A man who died far away from his native territory is commemorated on the Llanaelhaearn stone: ALIORTVS ELMETIACO. He was a stranger whose roots were in Elfed but he was neither the first nor the last to move ' from kingdom to kingdom ' to serve a lord in his court or in his war-band.
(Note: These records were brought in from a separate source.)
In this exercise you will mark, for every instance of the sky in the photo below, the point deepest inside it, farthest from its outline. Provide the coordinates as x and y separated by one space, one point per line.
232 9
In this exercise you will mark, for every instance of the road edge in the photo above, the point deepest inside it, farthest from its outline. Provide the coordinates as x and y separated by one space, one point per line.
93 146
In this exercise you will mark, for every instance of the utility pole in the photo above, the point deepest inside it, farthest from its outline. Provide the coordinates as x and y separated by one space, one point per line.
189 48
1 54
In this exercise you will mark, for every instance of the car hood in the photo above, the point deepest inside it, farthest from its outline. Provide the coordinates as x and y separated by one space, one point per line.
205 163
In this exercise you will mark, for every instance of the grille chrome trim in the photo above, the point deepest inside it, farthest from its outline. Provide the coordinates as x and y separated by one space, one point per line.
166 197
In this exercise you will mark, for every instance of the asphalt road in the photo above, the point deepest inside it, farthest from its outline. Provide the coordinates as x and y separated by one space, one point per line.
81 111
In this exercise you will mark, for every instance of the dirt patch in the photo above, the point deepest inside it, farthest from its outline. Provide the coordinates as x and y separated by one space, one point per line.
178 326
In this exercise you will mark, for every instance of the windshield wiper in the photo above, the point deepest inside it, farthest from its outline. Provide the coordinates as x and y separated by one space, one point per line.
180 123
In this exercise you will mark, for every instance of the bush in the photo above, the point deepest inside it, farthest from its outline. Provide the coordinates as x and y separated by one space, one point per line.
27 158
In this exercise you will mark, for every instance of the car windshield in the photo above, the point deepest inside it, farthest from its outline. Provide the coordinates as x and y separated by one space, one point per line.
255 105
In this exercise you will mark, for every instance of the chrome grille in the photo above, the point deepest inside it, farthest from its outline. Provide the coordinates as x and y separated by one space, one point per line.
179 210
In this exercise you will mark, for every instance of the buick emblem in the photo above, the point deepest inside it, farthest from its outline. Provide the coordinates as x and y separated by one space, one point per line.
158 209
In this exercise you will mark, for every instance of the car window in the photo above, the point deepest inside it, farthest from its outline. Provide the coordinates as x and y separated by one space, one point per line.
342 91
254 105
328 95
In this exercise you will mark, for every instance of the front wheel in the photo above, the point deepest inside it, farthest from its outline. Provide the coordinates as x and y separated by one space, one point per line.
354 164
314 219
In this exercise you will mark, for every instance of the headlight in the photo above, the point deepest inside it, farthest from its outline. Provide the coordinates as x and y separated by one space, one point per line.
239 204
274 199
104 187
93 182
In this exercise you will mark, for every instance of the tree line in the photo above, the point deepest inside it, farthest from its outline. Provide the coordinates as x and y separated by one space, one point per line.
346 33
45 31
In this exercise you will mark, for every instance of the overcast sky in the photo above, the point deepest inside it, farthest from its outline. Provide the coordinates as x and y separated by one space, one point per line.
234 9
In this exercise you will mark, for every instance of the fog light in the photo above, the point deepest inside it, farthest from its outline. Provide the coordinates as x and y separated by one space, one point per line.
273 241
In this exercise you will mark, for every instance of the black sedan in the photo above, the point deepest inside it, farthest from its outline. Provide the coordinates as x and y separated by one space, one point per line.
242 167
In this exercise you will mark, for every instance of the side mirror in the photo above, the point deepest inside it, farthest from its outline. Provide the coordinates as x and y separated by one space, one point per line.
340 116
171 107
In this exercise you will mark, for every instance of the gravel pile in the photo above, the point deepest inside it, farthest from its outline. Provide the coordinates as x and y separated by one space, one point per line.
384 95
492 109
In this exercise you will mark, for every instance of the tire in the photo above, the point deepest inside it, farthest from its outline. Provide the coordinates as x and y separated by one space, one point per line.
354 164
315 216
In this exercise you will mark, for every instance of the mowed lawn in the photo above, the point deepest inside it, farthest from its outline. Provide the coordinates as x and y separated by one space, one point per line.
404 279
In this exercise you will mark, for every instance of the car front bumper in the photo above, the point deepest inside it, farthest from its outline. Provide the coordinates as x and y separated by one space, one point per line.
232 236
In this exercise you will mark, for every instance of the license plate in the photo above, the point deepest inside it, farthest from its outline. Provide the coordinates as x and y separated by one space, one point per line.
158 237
The inscriptions from Caernarvonshire record 16 personal names. Ten of these are Latin names and there are Welsh derivatives of some of them. Thus, IOVENALI FILI ETERNI is named on one of the Llannor inscriptions; the first name is a form of Juvenalis, and louanaul occurs as the name of a cleric in the ' Book of Llandaff '; Eternus appears in Welsh as Edyrn and Edern. The name SANCTINVS in the Eglwys Rhos inscription corres­ponds to the Welsh form Seithin. Celtic elements can be identified in the other 16 personal names. For example, at Llanfaglan - FILI LOVERNII ANATEMORI, that is, ' [the stone of] Eneidfawr (literally, ' Great Soul ' or ' The magnanimous one ') son of Llywern '; Ilywern is one of the Welsh names for ' fox ' and it occurs as a persona! name, Louern, in the ' Book of Llandaff ' and in the place-name Llanfihangel Ystum Llywern in Gwent. LOVERNACI is named on an inscription at Merthyr, near Llan­newydd (Newchurch), Carmarthenshire. Reference has been made to Vendesetli/Gwynhoedl (Llan­nor) and to Maglos (Penmachno): the Welsh form of Maglos is mael, ' prince, leader', and this element is found in the names of Maelgwyn, Cynfael, Brochfael and Arthfael. In Cantiori[x] (Penmachno) and Icori[x] (Llystyn Gwyn, Bryn­cir), the second element -rix corresponds to Welsh rhi, ' king '; forms corresponding to the first elements in these two names are found in personal names in Gaul, and Cantiori]x] probably meant ' king of hosts'.